« True Story » est un chef-d'œuvre de l'empathie littéraire : Kate Reed Petty parle brillamment de la complexité de notre époque, car elle humanise tout ce qu'elle décrit. Ce premier roman plonge avec virtuosité dans le traumatisme et dans les réalités plurielles qui forgent nos vies.

En 1999, deux ados se vantent d’avoir agressé sexuellement Alice Lovett, alors qu’elle était inconsciente à l’arrière d’une voiture. La scène est d’abord racontée directement par les deux garçons auprès de leurs amis, jusqu’à ce que l’histoire devienne une rumeur dans le lycée et que la victime l’apprenne. Mais Alice ne se rappelle de rien et, quand la rumeur lui parvient, sa vie se brise. Lorsque les deux hommes se rétractent, expliquant avoir fait ce qu’ils estiment n’être qu’une « mauvaise blague », la situation est pire encore pour Alice. Que s’est-il vraiment passé ? Comment se construire quand un épisode de toute une vie reste irrésolu ? Ainsi démarre True Story.

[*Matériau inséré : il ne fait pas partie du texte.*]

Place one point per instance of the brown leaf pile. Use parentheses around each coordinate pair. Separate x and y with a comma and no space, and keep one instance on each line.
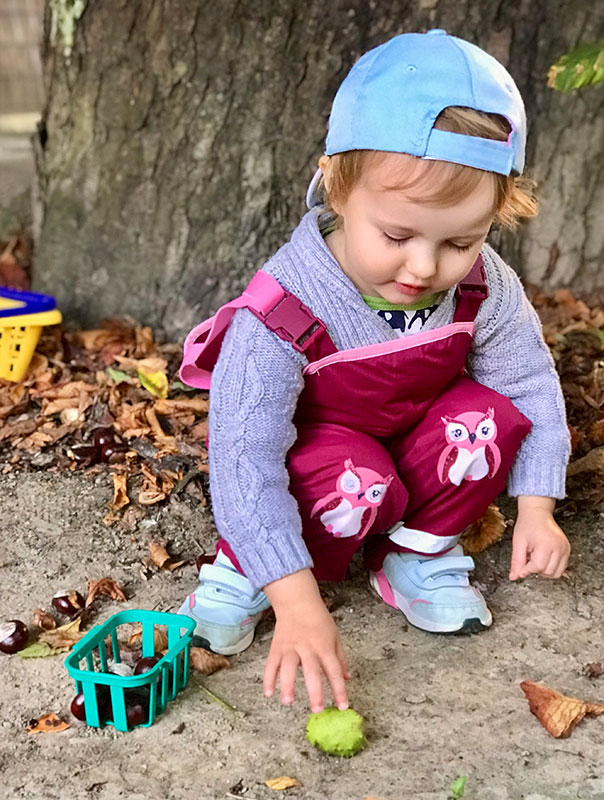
(558,714)
(484,532)
(114,377)
(47,723)
(117,376)
(574,330)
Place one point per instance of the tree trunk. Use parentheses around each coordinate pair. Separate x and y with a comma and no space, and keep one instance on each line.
(179,136)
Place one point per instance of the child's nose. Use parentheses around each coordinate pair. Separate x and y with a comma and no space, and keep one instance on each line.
(422,264)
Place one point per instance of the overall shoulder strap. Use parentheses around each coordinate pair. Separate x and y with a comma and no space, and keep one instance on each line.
(470,293)
(277,308)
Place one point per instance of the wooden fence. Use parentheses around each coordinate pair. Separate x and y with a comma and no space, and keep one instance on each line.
(20,72)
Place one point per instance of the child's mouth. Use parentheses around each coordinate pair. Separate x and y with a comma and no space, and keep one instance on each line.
(409,288)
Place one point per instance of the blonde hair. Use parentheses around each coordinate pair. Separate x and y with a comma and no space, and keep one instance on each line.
(439,183)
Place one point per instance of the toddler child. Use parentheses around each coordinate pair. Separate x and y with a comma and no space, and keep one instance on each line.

Ce premier roman de l’Américaine Kate Reed Petty, paru en septembre 2021 chez Gallmeister, est un chef-d’œuvre sur le traumatisme, la vérité et le mensonge, les récits que l’on se raconte et que l’on nous raconte, toutes ces histoires sur lesquelles on construit nos vies. Construit à partir d’une variété de formes — le récit à la première ou à la troisième personne, le script cinématographique, l’épistolaire — True Story explore le caractère pluriel de la réalité que nous partageons, avec une immense maestria littéraire.

« Je n’ai pu le faire que grâce à mes amies en ligne »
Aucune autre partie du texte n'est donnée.